A dip is a null, meaning that whatever the speaker produces, the sound will be canceled. So raising the output at that frequency will not work.
That is the case with effects like room modes causing the null, often to be observed in smaller or medium-sized rooms with solid walls. Typical for this scenario is a very narrow-banded dip at a certain position and particularly frequency, while other positions show a peak at the same frequency (I tend to do some more measurements exactly 1/4 wavelength away from the null maximum position and oftentimes encounter peaks there). I agree that in this case filling the null or applying narrow-banded filters to increase level, will most likely result in a disaster, as the peaks also increase.
Now, not all nulls are created equal, and some are not perfect cancellations. Those might be fixable.
Such effects do exist, for example as a result of light walls acting as a parasitic resonator, i.e. unwanted bass trap. Most of such cases show a rather broad dip which stays more or less the same over several positions.

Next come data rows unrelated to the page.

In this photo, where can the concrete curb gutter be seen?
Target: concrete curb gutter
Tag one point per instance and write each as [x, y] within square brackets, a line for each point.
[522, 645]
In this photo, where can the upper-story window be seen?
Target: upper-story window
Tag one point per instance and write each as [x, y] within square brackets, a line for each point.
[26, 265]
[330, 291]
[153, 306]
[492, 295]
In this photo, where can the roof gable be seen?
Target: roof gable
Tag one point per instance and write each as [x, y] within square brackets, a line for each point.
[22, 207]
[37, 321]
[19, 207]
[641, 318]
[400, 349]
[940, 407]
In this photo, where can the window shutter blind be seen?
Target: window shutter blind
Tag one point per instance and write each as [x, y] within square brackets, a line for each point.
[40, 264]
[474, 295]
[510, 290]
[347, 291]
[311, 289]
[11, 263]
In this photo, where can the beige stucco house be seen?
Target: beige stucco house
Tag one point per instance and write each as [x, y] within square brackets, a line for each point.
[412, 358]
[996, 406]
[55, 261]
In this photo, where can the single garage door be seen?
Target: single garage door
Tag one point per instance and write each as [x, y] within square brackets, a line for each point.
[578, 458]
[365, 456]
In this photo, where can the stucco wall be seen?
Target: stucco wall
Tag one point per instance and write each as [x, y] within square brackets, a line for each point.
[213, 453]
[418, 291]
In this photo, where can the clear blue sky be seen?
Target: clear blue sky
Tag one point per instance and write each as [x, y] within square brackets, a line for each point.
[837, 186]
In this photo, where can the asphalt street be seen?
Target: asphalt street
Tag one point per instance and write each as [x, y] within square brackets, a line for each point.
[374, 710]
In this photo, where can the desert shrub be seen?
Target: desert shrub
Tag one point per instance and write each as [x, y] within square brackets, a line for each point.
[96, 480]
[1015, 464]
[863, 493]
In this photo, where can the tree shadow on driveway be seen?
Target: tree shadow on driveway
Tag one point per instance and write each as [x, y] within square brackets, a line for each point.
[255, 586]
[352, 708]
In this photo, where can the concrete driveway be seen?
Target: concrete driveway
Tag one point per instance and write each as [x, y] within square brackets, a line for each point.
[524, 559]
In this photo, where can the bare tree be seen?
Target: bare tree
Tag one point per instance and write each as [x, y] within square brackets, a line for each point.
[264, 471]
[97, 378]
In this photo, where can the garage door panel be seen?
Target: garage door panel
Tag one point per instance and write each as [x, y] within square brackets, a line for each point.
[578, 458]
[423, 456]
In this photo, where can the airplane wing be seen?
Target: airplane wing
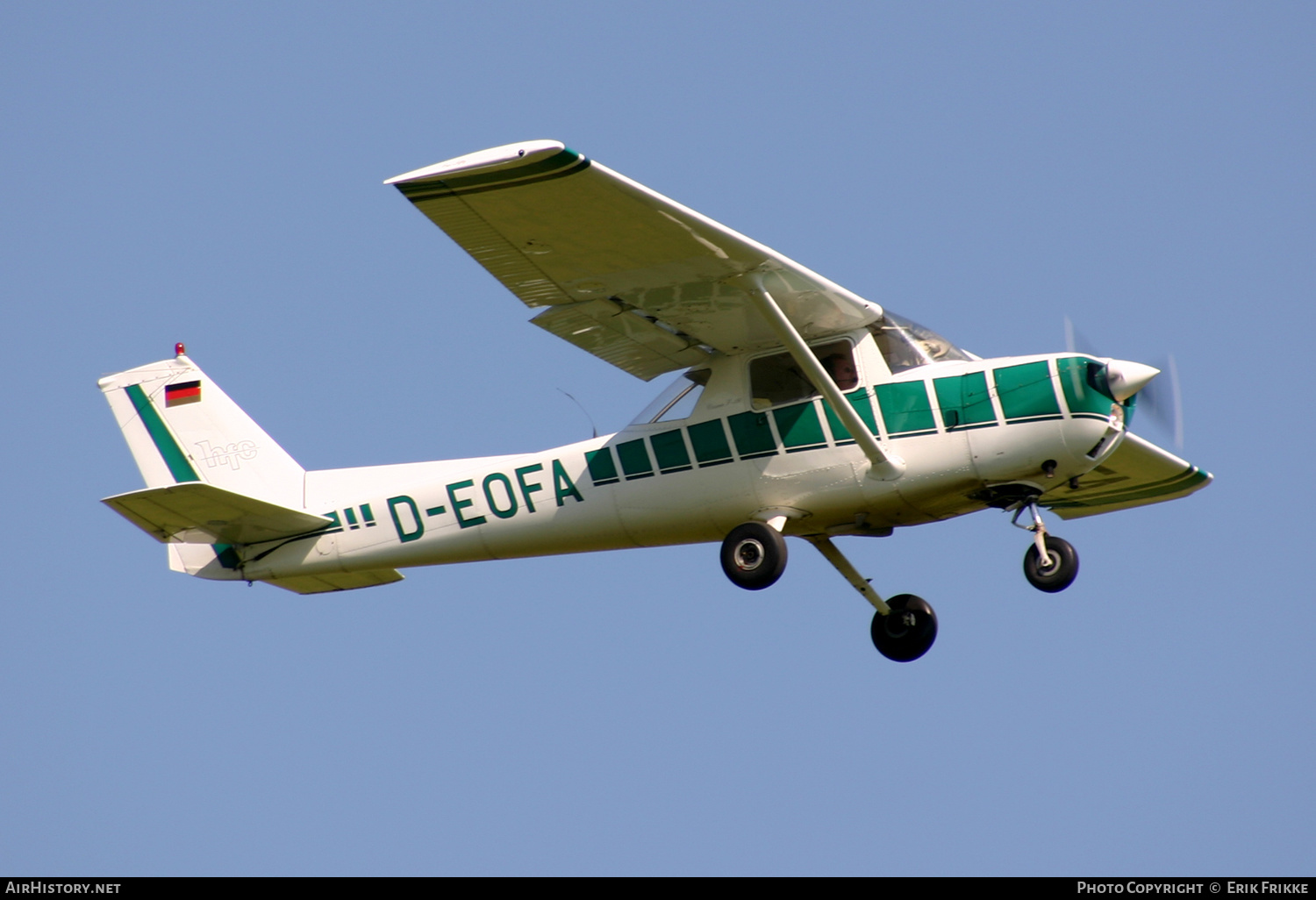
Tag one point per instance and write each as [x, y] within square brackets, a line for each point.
[1139, 473]
[629, 275]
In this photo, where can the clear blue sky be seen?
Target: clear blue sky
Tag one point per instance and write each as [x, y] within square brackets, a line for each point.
[211, 174]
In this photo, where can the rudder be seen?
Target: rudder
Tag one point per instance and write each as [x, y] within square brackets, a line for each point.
[181, 428]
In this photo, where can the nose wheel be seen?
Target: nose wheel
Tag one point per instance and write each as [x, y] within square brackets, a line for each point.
[907, 632]
[1057, 571]
[1052, 563]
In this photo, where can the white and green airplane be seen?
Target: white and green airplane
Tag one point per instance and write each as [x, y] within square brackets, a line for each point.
[802, 410]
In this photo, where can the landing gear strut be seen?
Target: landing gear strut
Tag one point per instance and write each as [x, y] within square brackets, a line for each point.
[1052, 563]
[903, 626]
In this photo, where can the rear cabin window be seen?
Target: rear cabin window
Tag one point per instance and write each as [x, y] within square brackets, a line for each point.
[778, 379]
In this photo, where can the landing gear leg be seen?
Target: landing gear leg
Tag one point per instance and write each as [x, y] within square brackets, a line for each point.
[903, 628]
[1052, 563]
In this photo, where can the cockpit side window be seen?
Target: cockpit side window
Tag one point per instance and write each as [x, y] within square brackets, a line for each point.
[905, 344]
[778, 379]
[676, 400]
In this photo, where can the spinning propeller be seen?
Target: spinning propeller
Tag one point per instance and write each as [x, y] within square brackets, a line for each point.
[1158, 399]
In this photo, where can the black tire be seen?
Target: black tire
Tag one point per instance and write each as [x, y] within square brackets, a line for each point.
[1055, 576]
[755, 555]
[907, 632]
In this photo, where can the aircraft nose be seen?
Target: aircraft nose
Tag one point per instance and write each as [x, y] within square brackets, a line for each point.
[1126, 378]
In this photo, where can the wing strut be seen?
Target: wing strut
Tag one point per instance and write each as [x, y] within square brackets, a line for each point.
[886, 468]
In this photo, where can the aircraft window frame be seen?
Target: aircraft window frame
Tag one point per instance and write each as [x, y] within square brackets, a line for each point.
[676, 396]
[905, 344]
[779, 389]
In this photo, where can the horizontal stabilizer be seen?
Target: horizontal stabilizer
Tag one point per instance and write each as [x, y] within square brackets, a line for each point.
[1137, 474]
[195, 512]
[336, 581]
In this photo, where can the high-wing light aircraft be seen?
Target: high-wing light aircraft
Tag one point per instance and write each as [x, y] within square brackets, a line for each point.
[802, 410]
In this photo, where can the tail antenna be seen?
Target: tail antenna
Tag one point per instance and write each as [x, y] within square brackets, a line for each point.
[592, 426]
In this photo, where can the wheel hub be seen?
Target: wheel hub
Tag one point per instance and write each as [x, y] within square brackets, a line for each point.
[749, 555]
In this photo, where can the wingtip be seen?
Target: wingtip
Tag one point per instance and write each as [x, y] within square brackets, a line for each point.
[504, 157]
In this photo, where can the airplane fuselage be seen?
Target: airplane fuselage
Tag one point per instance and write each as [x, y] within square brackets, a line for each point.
[970, 433]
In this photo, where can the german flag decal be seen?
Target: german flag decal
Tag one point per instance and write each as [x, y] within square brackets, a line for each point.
[176, 395]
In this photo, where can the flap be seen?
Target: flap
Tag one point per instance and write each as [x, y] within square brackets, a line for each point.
[1137, 474]
[336, 581]
[561, 231]
[195, 512]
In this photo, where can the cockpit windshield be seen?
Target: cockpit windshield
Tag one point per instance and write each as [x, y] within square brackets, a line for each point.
[905, 344]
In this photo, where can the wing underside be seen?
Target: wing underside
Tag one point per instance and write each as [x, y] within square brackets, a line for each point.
[628, 274]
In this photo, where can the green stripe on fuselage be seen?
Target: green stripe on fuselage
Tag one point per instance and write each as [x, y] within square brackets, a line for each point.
[179, 466]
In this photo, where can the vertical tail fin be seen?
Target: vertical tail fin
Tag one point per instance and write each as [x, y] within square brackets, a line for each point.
[181, 426]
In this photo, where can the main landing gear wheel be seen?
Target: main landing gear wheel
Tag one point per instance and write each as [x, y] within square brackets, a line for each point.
[907, 632]
[1060, 568]
[755, 555]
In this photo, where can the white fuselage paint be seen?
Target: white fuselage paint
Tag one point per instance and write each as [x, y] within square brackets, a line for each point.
[547, 503]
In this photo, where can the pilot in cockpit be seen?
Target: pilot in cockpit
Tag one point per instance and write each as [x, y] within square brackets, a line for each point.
[840, 366]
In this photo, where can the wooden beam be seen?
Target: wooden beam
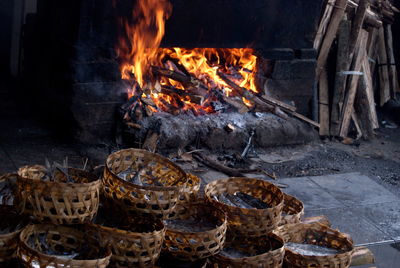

In this case, applying parametric filters usually works well. While target frequency and quality factor can easily be extradited from the measurements, the exact level of boost should be judged and adjusted by ear.
There are cases in between these two extremes, like nulls resulting from a single reflection of what appears to be a more or less even wavefront hitting a solid surface (typically found with speakers/subwoofers close to each other, placed in only moderate distance to the rear wall, like 40-90cm). In this case, only experiments would show if EQ might help.
Or will the result be a disaster anyway?
Except for the pronounced room mode scenario (which can often be tackled by changing the speaker´s positions relative to the room), EQ in most cases can help with nulls. It should be noted, though, that usually where there are nulls, there are also peaks at different positions/frequencies, and these are much more audible/annoying/non-EQable.
The one thing I have learned from setting up numerous systems and tuning by DSP, is that one should never aim for a flat target curve for its own sake. It does not translate to a balanced bass, as decay and subjective energy of different frequency bands vary.